Our simple demographic model explains much of the recent 
pattern, but some aspects remain. Although the small number of 
high-frequency variants (between 78% and 100%) is much more 
consistent with the demographic model than a constant rate of 
change, it is still relatively low, even considering the rapid 
acceleration predicted by demography. Demographic change 
may be the major driver of new adaptive evolution, but the 
detailed pattern must involve gene functions and gene- 
environment interactions. 

Cultural and ecological changes in human populations may 
explain many details of the pattern. Human migrations into 
Eurasia created new selective pressures on features such as skin 
pigmentation, adaptation to cold, and diet (25, 26, 28).

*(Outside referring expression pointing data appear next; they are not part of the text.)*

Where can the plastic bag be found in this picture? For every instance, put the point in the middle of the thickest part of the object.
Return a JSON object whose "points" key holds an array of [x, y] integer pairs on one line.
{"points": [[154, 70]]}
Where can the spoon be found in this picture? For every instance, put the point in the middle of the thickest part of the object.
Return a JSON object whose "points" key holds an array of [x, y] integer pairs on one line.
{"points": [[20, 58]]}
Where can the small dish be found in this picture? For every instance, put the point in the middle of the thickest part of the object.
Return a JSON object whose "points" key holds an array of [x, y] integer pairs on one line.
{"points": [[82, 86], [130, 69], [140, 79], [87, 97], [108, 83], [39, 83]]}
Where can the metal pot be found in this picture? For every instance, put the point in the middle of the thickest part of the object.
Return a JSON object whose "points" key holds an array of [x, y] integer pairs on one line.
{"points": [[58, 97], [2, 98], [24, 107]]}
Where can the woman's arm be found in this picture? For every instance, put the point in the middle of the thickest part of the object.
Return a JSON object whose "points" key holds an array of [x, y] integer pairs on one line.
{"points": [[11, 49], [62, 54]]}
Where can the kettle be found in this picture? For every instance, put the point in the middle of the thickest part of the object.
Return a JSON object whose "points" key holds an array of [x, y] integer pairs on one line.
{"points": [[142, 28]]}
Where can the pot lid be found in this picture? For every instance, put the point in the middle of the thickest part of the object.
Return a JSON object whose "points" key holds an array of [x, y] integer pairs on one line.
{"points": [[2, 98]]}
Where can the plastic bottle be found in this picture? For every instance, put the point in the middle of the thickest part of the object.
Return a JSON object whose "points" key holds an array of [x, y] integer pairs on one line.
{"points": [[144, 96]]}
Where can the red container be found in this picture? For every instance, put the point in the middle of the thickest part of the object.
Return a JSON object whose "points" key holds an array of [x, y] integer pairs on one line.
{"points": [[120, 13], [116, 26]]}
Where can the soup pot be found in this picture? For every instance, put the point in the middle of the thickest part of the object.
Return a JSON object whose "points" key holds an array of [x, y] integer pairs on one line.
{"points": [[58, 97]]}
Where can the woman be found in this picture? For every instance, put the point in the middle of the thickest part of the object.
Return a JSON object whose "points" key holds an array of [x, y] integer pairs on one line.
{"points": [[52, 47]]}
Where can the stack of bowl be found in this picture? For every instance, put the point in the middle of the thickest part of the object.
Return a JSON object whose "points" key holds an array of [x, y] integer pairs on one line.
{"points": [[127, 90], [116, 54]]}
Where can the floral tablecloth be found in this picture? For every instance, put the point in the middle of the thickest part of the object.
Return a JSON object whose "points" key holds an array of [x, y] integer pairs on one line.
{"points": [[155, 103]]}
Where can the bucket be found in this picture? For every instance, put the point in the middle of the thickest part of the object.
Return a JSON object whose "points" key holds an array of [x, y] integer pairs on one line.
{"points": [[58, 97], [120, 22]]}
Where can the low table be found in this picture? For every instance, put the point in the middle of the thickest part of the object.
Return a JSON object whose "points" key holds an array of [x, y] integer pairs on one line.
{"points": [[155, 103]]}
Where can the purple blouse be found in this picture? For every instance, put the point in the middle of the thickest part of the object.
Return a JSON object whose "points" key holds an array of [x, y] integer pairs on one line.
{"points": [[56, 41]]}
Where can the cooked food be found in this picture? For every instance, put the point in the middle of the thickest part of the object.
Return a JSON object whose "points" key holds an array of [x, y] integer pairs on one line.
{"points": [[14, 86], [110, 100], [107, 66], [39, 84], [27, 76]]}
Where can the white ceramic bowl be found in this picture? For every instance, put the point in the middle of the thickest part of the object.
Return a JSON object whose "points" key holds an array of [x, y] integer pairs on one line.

Over this 
time span, humans both inside and outside of Africa underwent 
rapid skeletal evolution (48, 49). Some of the most radical new 
selective pressures have been associated with the transition to 
agriculture (4). For example, genes related to disease resistance 
are among the inferred functional classes most likely to show 
evidence of recent positive selection (9). Virulent epidemic 
diseases, including smallpox, malaria, yellow fever, typhus, and 
cholera, became important causes of mortality after the origin 
and spread of agriculture (50). Likewise, subsistence and dietary 
changes have led to selection on genes such as lactase (18). 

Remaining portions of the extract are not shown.